Certa vez ele queria que ela deixasse o emprego e fosse fazer o estágio no escritório dele. Sentiu um laivo de poder a estender as asas sobre ela. Não aceitou. Desculpou-se de mil formas. Fez ele entender que no Tribunal de Justiça ela poderia continuar uma carreia. Que o estágio no escritório dele era impossível porque havia o escritório jurídico da própria faculdade.

 

 

 

Doutra vez ele lhe deu de presente uma máquina de escrever, portátil. Que ela não aceitou. Não queria presentes dele.

 

 

 

—Mas é para você escrever as suas matérias do jornal em casa.

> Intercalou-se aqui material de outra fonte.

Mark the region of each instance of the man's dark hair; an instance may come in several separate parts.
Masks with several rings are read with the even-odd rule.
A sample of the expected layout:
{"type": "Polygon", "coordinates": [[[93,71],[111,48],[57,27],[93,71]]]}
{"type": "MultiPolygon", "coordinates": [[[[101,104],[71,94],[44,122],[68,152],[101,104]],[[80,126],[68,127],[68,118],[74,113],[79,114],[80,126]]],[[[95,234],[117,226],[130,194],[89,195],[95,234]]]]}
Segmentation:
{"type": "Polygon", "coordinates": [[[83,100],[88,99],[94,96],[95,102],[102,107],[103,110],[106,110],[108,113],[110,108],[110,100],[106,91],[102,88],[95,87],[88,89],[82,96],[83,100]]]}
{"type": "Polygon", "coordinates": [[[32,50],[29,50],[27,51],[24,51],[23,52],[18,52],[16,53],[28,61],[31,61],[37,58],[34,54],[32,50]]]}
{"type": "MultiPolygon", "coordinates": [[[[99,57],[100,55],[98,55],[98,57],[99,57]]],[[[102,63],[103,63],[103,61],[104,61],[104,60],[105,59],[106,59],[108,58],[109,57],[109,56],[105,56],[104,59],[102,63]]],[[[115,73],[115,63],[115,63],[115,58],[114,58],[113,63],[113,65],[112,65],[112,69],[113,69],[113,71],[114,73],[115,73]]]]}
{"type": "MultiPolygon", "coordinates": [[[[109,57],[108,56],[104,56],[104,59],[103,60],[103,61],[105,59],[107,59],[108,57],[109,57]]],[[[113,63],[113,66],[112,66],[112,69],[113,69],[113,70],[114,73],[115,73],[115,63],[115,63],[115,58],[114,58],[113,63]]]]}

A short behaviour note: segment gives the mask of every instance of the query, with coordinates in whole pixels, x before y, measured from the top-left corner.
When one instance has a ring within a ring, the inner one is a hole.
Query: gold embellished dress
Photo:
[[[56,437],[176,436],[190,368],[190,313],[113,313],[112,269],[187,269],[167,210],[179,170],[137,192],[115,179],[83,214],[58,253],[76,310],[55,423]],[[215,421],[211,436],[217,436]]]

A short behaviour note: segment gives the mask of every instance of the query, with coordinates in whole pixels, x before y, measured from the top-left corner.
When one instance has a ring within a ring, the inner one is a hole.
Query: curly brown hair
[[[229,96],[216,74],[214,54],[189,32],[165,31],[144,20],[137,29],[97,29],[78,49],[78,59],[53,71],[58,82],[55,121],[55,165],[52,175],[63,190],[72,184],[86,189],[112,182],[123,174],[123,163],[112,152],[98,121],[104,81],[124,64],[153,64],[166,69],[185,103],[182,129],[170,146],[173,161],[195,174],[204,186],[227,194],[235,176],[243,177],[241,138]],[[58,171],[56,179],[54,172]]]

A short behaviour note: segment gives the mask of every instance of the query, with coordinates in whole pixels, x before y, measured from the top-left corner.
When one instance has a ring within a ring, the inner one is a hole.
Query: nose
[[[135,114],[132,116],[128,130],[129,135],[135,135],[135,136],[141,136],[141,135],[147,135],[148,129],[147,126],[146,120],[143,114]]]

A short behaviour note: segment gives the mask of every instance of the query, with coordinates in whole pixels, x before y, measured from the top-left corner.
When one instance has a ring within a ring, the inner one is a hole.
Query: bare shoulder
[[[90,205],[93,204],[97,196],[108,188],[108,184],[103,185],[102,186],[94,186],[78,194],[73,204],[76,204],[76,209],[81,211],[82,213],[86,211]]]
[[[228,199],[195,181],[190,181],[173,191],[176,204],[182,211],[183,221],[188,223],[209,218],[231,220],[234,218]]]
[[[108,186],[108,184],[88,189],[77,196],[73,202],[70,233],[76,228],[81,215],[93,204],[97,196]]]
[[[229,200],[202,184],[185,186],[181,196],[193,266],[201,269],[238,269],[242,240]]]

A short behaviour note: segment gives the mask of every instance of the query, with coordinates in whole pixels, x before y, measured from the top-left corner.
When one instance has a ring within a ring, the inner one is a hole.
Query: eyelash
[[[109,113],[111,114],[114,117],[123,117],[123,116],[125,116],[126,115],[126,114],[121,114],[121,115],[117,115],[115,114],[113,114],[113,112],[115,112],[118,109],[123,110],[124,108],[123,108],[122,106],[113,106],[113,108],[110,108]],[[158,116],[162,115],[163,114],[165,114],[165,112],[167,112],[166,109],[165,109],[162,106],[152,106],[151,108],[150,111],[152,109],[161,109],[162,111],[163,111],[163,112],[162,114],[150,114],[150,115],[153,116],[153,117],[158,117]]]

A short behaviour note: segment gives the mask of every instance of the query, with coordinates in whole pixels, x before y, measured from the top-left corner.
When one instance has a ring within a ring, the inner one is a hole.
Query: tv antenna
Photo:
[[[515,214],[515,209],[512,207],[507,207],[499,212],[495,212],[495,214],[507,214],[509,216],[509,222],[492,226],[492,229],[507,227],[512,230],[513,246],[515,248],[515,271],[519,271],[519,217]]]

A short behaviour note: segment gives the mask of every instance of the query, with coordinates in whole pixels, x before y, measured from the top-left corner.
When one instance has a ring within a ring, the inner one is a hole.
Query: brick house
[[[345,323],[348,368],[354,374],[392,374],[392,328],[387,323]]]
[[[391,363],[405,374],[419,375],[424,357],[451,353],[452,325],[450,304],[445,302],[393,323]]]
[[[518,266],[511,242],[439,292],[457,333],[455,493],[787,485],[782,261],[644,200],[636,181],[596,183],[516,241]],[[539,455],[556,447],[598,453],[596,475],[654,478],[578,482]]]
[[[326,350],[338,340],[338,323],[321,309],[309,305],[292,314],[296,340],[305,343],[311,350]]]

Assim você não precisa mais passar horas lá na redação.

 

 

 

Beatriz ficou com os cabelos arrepiados. Jamais imaginara em ficar sob os tacões de um homem. E agora isto…

 

 

 

Ela já tinha desistido de continuar com aquele trabalho no Tribunal de Justiça depois de formada. Conseguira uma bolsa e matriculara-se em curso de pós-graduação, em tempo integral, em Santos. E um emprego no melhor jornal da baixada santista também.

 

 

Não imaginava os rodeios que ele fazia para mantê-la na cidade azul. Quando percebeu, o nome dela já se encontrava como assistente voluntária da cátedra de Direito do Trabalho. Que deveria assumir logo após a formatura. Ele já programara a vida dela para perto dele permanecer. Falara com seus pais. Que conseguiram, em tempo recorde, o cargo para ela.

 

 

 

Beatriz arrumou sua pequena mudança. Deixou tudo organizado. Passou as festas de fim de ano, no interior, com sua família. Já no começo de janeiro lá estava ela, feliz, seguindo a vida com a qual sempre sonhara.

 

 

 

Feliz? Sentia falta de alguém. Sentia a falta dele. Quantas vezes ia aos barzinhos com seus colegas e amigos, que distantes estavam também de seus amores, e ficavam a bebericar seus uísques com gelo, ouvindo plangentes pianos e violões a solar melodias de fossa e de saudade.

 

 

 

Não foi fácil anular aquele amor. Horas infindas de dor ela ainda palmilharia.